26 November 2000
‘Give interest-free loans for farm machines’

By Isabel Davies

BRITAINS crisis-hit farmers should be given interest-free loans to buy new machinery, the Royal Smithfield Show chairman has urged.

Investment in new farm machinery has fallen to an all-time low, said Richard Ruston on the opening day of the show in London.

So few farmers are buying machinery that the status of Britain as one of Europes most efficient food producers is seriously threatened.

The government should consider giving interest-free loans to farmers in a bid to reverse the trend, he said.

Machinery manufacturers at the London event – one of Britains biggest agricultural shows this year – are attempting to put a brave face on the farming crisis.

John Deere and Kverneland, two of many major manufacturers exhibiting at Smithfield, claimed that their stands were among the biggest they have ever had.

But Mr Ruston said: “The industry needs to find a way to kick-start farming so we maintain our unique position as one of the worlds most efficient food producers.”

Investment in machinery leading to higher productivity is the key to efficiency, he claimed. But on most farms investment has ceased for some years.

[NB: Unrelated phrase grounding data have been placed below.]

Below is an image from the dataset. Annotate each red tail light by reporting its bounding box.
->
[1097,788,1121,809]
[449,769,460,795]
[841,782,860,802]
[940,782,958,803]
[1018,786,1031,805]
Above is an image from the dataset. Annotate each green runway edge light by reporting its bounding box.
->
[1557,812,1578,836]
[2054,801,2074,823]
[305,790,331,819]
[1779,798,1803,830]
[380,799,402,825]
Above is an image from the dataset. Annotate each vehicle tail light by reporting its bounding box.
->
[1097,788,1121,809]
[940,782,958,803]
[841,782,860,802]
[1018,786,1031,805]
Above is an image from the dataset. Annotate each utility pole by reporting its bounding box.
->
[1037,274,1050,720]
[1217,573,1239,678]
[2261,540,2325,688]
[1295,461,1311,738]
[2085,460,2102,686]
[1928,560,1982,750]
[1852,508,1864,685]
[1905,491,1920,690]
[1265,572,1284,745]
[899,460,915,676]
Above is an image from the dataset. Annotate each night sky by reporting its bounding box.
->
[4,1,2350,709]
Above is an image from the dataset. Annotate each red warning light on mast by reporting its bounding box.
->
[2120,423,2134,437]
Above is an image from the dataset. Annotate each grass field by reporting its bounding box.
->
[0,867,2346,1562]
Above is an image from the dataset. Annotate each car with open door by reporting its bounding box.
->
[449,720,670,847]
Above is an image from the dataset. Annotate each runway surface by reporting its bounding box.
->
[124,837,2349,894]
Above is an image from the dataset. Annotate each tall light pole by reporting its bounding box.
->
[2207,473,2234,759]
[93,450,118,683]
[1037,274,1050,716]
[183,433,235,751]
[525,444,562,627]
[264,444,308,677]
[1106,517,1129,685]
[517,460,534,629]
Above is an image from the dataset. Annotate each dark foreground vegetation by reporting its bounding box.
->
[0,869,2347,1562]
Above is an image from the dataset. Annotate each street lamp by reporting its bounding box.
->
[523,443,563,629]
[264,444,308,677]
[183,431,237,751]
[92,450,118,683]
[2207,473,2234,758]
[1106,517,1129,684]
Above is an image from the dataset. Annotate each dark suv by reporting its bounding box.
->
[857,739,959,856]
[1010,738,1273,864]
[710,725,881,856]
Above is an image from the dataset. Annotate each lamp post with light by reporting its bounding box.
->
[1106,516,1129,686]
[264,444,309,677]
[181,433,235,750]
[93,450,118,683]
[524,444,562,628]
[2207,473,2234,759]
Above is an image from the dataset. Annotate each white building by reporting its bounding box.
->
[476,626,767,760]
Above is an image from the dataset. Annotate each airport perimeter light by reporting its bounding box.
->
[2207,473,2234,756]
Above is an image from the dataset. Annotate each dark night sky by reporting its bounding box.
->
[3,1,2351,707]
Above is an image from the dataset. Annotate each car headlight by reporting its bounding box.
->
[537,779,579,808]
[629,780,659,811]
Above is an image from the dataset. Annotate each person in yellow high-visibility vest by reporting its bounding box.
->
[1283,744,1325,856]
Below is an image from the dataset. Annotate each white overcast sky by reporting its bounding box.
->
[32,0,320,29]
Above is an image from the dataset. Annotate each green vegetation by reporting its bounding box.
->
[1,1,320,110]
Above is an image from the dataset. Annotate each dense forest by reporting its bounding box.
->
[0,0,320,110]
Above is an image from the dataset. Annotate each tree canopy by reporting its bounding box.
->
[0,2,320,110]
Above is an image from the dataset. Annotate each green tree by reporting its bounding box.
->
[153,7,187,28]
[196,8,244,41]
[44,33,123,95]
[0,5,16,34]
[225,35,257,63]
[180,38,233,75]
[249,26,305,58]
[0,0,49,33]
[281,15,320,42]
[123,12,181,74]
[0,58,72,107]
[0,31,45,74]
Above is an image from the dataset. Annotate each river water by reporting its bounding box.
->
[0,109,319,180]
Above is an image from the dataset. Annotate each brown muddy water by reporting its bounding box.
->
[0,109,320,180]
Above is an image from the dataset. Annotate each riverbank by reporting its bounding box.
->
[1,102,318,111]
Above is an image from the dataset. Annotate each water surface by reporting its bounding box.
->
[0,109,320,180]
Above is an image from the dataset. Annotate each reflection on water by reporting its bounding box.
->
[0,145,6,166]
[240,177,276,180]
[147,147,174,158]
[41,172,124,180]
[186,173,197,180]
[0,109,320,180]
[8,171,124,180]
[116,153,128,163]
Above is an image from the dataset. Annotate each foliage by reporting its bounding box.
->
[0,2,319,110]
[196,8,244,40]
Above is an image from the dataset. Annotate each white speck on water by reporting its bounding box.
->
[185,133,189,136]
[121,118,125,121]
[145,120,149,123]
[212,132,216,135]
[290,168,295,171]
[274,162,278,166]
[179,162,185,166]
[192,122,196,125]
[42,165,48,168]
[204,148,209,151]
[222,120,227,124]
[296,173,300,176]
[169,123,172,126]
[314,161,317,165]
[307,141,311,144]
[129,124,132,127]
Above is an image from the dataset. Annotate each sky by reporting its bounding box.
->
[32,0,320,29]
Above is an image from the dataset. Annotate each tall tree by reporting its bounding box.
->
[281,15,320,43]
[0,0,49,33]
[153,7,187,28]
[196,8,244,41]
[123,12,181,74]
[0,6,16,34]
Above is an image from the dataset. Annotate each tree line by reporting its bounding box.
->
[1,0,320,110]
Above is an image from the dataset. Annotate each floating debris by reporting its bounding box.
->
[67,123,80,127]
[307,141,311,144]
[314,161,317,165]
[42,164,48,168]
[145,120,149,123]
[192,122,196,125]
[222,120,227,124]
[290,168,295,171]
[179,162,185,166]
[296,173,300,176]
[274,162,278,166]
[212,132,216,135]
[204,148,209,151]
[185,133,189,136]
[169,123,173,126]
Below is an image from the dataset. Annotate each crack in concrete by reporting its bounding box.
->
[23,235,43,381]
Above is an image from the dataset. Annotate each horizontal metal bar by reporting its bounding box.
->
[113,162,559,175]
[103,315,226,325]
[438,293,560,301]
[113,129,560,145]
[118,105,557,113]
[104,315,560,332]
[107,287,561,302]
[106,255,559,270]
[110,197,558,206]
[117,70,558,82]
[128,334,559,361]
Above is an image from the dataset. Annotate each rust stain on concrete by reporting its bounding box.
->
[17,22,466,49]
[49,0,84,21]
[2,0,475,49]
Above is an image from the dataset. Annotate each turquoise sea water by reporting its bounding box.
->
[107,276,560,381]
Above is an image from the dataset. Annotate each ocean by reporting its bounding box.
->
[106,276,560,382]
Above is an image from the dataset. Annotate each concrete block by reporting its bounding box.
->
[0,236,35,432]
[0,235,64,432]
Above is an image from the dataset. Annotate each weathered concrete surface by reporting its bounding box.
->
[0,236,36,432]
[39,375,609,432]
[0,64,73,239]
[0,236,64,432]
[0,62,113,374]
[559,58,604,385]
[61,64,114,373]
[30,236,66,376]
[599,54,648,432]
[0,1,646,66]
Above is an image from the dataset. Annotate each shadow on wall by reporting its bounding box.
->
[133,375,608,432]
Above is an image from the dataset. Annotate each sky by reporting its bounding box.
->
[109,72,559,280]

“We rightly invest in our future with University students advancing free loans repayable only when and income stream makes repayments possible.

“Why not make such advances to farming businesses, repayable when profitability returns, to make possible that vital investment needed now.”

Speaking on Sunday (26 November), Mr Ruston admitted that the recession in farming had deepened further since the last Smithfield Show in 1998.

“Every sector has been hit hard and every enterprise connected with agri-business has been forced to re-structure to survive,” he told listeners.

But there is room for some optimism. Visitors to the show had an opportunity to see many examples of successful businesses within the agricultural sector, he said.

“There is no better place than Earls Court for farmers to learn how best to manage their businesses in the current turbulent market conditions,” he said.

Entries for the livestock competitions have increased from 548 in 1998 to 571 in 2000 and the number of livestock exhibitors has also increased, Mr Ruston added.

Nearly 350 exhibitors have taken stands in the machinery and business section of the show, including 62 which are attending for the first time, he revealed.

The one major disappointment for many people, however, is that no member of the Royal family will attend the show this year.

The Queen Mother had been due to make an appearance, but was forced to cancel the appointment after breaking her collarbone earlier this month.